Au mois d'octobre 2016, le salarié a été muté à [Localité 10] (68) et signait une nouvelle convention A.I.L. pour une durée de 10 ans, remplaçant sa première A.I.L. Il percevait à ce titre une allocation mensuelle à hauteur de 720 euros d'octobre 2016 à janvier 2019.
Au mois de février 2019, il a été muté une nouvelle fois, pour rejoindre le site lyonnais de la société situé à [Localité 7].
Aucune convention d'A.I.L. n'a été régularisée entre les parties à ce titre.
Le salarié a continué de percevoir une allocation au titre de l'A.I.L.
A compter du mois de novembre 2021, la société a suspendu le versement de ladite allocation.
Par courrier du 27 janvier 2022, la société a informé le salarié qu'il avait perçu à tort une A.I.L. depuis sa mutation à [Localité 7], soit de février 2019 à octobre 2021, et qu'il était ainsi redevable de la somme de 23.040 euros. Elle lui indiquait qu'un échéancier de remboursement lui permettant d'apurer sa dette, allait être mis en place à compter du mois de mars 2022.
A compter du mois de mars 2022, une retenue de 360 euros nets chaque mois sur sa paie en restitution des versements d'A.I.L. a été opérée par la société.
Par requête du 6 juillet 2022, le salarié a saisi le conseil de prud'hommes de Lyon, dans sa formation en référé, aux fins d'enjoindre à la société de cesser la retenue mensuelle effectuée pour procéder au remboursement du trop-perçu, sous astreinte, et d'obtenir la restitution des sommes retenues à ce titre.
Il sollicitait également la condamnation de la société à un rappel de versement d'A.I.L. pour la période du mois de novembre 2021 au mois de juin 2022 et à reprendre les versements de ladite allocation à hauteur de 720 euros mensuels à effet au mois de juillet 2022, sous astreinte.
Il demandait, par ailleurs, la condamnation de la société au paiement provisionnel de dommages et intérêts pour exécution déloyale du contrat de travail, et à lui remettre les bulletins de salaire rectifiés, sous astreinte.

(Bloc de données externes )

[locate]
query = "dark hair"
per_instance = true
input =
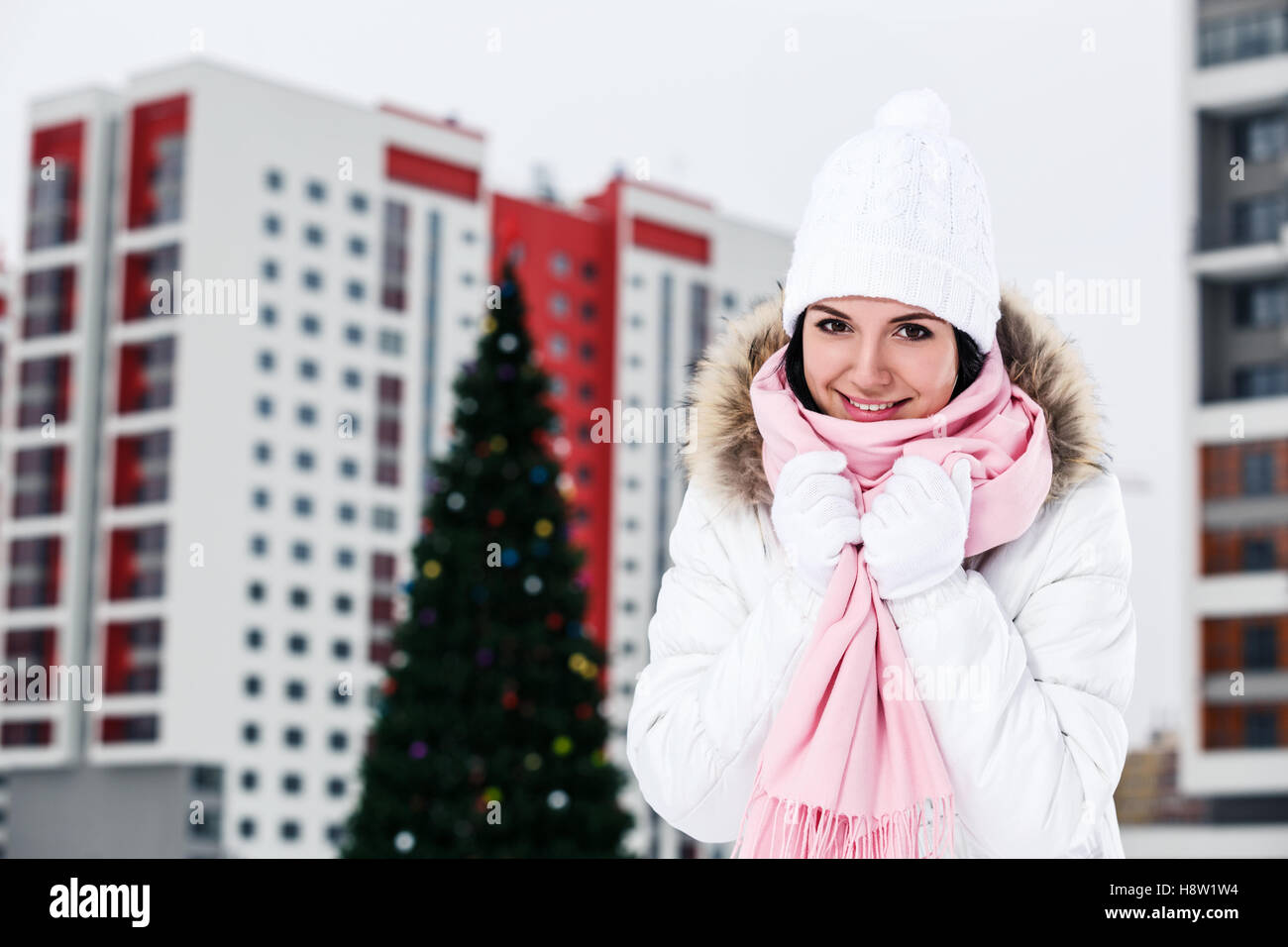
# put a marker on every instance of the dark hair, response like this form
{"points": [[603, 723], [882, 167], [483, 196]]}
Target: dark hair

Par ordonnance du 28 septembre 2022, le conseil a':
- constaté l'existence d'une contestation sérieuse,
- dit qu'il n'y a pas lieu à référé,
- invité les parties à mieux se pourvoir au fond si elles le souhaitent,
- débouté les parties de leur demande au titre de l'article 700 du code de procédure civile,
- laissé les dépens à la charge de chacune des parties.